Statistics

Applications are now closed

What are good design principles for statistics learning interactives?


Supervisor

Anne-Marie Fergusson

Discipline

Statistics

Project code: SCI227

Data-driven interactives have the potential to impact positively on the learning of statistical ideas. However, further research is needed to establish what design principles should be followed when creating interactives specifically to teach statistical ideas. This research project will explore the design of data-driven interactives from the dual perspectives of user and learner, and will include piloting the interactives with a small group of people. As this research project will involve creating new statistics learning interactives, the student would need to have experience coding interactive webpages (using javascript/jquery/d3 or similar) and an interest in statistics education.

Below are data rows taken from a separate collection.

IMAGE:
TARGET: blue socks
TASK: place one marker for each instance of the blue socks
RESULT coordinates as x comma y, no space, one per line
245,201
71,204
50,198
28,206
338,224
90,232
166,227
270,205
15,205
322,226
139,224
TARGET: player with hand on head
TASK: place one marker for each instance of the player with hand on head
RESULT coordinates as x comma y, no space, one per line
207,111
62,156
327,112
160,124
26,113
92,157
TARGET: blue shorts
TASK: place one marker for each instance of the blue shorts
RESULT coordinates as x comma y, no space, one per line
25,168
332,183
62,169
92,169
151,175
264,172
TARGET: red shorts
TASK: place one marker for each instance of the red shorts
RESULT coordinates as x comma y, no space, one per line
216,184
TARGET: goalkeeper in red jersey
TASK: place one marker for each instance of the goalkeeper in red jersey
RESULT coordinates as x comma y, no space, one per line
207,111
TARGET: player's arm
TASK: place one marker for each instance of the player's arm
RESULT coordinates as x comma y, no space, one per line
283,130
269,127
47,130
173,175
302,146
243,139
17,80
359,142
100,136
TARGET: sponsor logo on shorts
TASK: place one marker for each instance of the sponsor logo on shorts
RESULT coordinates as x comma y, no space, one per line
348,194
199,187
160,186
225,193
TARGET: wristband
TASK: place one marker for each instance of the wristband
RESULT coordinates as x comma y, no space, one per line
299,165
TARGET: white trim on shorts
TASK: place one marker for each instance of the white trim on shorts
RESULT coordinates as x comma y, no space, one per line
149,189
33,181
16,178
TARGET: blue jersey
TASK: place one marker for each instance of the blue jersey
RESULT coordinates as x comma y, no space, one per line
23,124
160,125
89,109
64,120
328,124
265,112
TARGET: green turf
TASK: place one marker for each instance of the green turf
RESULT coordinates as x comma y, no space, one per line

Identifying variable responses to a stressor


Supervisor

Judi Hewitt

Discipline

Statistics

Project code: SCI228

This project will investigate whether the response of species abundances to sediment mud content is constant over time, or is affected by increasing delivery of mud to site. Analytical techniques used will be analysis of covariance, generalised linear modelling, and some simple time series models. It will use data from 7 Auckland east coast estuaries.

Identifying environmental degradation


Supervisor

Judi Hewitt

Discipline

Statistics

Project code: SCI229

This project will use methods that identify breaks (sudden changes from pre-existing patterns) in time series to investigate potential changes over the last 20 years in biodiversity of an Auckland harbour. 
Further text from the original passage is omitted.